The Drug War's Colombia Model

November 29, 2012 Topic: Security Region: United StatesColombiaMexico

The Drug War's Colombia Model

Exporting a failed strategy to Mexico won't work.

 

Flickr/rabbits on chairs.Drug war enthusiasts have argued for years that Colombia’s victory over that country’s powerful cartels in the 1990s is a model for Mexico’s current war against traffickers. Recent revelations, though, cast grave doubt on that thesis. It appears that Bogotá’s alleged triumph was a lot less impressive than advertised.

Robert Bonner, who directed the Drug Enforcement Administration during President George W. Bush’s first term, makes an especially strong assertion that Mexico can defeat drug gangs the same way Colombia did:

 

Destroying the drug cartels is not an impossible task. Two decades ago, Colombia was faced with a similar–and in many ways more daunting–challenge. In the early 1990s, many Colombians, including police officers, judges, presidential candidates, and journalists, were assassinated by the most powerful and fearsome drug-trafficking organizations the world has ever seen: the Cali and Medellín cartels. Yet within a decade, the Colombian government defeated them, with Washington’s help.

U.S., Mexican, and Colombian officials act as though the Colombian strategy is a template for dealing with the situation in Mexico. “Mexico has what we had some years ago, which are very powerful cartels,” Colombian President Juan Manuel Santos stated. “What we can provide is the experience that we have had dismantling those cartels.”
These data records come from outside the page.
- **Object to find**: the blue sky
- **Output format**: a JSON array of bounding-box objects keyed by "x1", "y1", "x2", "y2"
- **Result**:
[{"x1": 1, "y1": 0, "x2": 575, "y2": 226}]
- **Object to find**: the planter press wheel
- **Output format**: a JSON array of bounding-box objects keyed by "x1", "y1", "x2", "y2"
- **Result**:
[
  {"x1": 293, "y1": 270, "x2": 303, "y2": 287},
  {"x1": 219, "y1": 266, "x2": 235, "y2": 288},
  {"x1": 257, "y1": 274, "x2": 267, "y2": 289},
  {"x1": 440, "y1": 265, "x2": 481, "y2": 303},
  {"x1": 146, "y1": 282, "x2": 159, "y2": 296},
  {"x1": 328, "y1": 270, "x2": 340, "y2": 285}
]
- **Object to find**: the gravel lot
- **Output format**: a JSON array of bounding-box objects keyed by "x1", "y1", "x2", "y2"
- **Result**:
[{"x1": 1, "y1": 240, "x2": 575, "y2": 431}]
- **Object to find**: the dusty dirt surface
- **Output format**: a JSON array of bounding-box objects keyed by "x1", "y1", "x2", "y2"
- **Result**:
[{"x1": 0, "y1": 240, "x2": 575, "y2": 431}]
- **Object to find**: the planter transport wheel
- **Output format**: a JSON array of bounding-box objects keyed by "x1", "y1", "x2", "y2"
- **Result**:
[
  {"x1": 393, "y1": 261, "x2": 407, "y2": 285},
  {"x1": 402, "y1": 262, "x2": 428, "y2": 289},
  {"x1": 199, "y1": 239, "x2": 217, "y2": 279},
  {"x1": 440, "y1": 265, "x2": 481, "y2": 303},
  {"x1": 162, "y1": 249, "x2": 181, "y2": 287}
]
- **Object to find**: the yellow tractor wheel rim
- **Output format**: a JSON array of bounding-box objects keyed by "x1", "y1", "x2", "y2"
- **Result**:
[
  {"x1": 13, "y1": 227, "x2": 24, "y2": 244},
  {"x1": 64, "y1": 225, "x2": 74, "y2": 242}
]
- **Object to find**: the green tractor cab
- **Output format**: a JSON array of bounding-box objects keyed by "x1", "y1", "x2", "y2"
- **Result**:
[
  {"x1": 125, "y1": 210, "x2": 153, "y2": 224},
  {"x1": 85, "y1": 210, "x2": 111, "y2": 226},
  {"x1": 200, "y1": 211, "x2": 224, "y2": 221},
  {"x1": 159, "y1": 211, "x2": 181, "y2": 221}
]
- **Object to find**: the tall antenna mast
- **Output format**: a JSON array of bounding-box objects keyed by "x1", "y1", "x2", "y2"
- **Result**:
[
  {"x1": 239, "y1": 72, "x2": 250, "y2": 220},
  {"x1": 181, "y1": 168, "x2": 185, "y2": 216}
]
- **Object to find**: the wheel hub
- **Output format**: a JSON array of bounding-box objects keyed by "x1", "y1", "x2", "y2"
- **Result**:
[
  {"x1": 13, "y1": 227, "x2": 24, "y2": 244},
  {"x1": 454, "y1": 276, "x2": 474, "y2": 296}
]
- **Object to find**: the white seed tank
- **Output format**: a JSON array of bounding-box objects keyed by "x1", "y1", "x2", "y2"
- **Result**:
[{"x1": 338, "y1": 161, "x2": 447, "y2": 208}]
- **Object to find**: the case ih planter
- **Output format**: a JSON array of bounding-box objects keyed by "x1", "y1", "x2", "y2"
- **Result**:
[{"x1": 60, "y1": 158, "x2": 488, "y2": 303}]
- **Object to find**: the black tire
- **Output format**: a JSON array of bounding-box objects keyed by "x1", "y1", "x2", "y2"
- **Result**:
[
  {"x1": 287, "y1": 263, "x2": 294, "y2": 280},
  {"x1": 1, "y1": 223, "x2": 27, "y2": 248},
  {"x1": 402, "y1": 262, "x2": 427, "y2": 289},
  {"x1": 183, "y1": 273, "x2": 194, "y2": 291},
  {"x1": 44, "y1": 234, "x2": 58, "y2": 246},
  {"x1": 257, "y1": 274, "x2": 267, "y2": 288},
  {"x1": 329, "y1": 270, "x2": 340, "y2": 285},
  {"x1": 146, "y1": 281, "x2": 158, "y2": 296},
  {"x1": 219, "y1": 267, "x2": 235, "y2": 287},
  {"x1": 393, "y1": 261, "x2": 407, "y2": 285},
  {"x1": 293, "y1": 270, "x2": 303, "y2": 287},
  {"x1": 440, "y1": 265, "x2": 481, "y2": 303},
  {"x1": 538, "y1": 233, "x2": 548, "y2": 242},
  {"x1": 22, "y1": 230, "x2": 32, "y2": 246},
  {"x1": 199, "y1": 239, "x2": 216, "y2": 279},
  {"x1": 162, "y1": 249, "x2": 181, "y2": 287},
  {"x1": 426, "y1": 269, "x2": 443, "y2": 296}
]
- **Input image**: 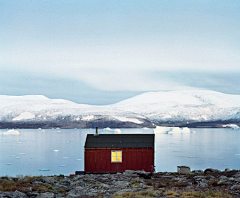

Those arguments seemed plausible, although critics noted that while the drug-related violence in Colombia had subsided since the demise of the Cali and Medellin organizations, the amount of cocaine coming out of the country seemed nearly as plentiful as ever. A November 18 segment on the CBS news program 60 Minutes went far beyond validating those doubts, however. It confirmed that Colombia’s great drug war victory was largely an illusion.

CBS correspondent Lara Logan described a “three year investigation that took down the most powerful drug trafficking organization in law enforcement history.” The nature of that adversary was daunting. “Bigger than both the Cali and Medellin cartels combined, more powerful than the infamous Pablo Escobar—this was a Colombian cocaine empire with a reach so vast, and profits so great, it became known as the ‘super cartel.’”

It’s important to note that this “super cartel” was operating a decade-and-a-half after the defeat of the Cali and Medellin operations. So much for the enduring success of the Colombian model for defeating drug cartels.

Agents from the U.S. Immigration and Customs Enforcement Agency (ICE) were deeply involved with Colombian authorities in the multi-year effort to bust the super cartel. And the story made for exciting, visually impressive television. But the long-term impact will not be terribly significant. ICE agent Luis Sierra admitted as much. Lara Logan asked him an especially pertinent question: “If you look at the big picture, there’s (sic) still tons and tons of cocaine flooding into the United States. So what difference does this make?” Sierra’s reply underscored the futility of the strategy that focuses on defeating the leading drug cartel of the moment—and for that matter, the inherent economic futility of the entire drug prohibition strategy. “I’d say that we took off the most prolific organization in terms of bulk cash smuggling and drug trafficking. Of course there’s (sic) people ready to step in and take their place.”

Indeed, there are an abundance of upstart traffickers in Colombia, Mexico, and elsewhere that are ready, willing, and able to replace any cartel that is brought down. A global illegal drug trade estimated at more than $300 billion a year—with profit margins of up to 90 percent of the retail price—will attract more than enough eager suppliers. Colombia’s victory over the Cali and Medellin cartels is not a model for anything enduring. The subsequent rise of the even larger super cartel demonstrates that reality.

The drug war may be a lucrative jobs program for ICE, the U.S. Drug Enforcement Administration, and their counterparts in other nations, but it achieves little else.

Ted Galen Carpenter, a senior fellow at the Cato Institute and a contributing editor to The National Interest, is the author of nine books and more than 500 articles and studies on international affairs. His books include Bad Neighbor Policy: Washington’s Futile War on Drugs in Latin America and The Fire Next Door: Mexico’s Drug Violence and the Danger to America.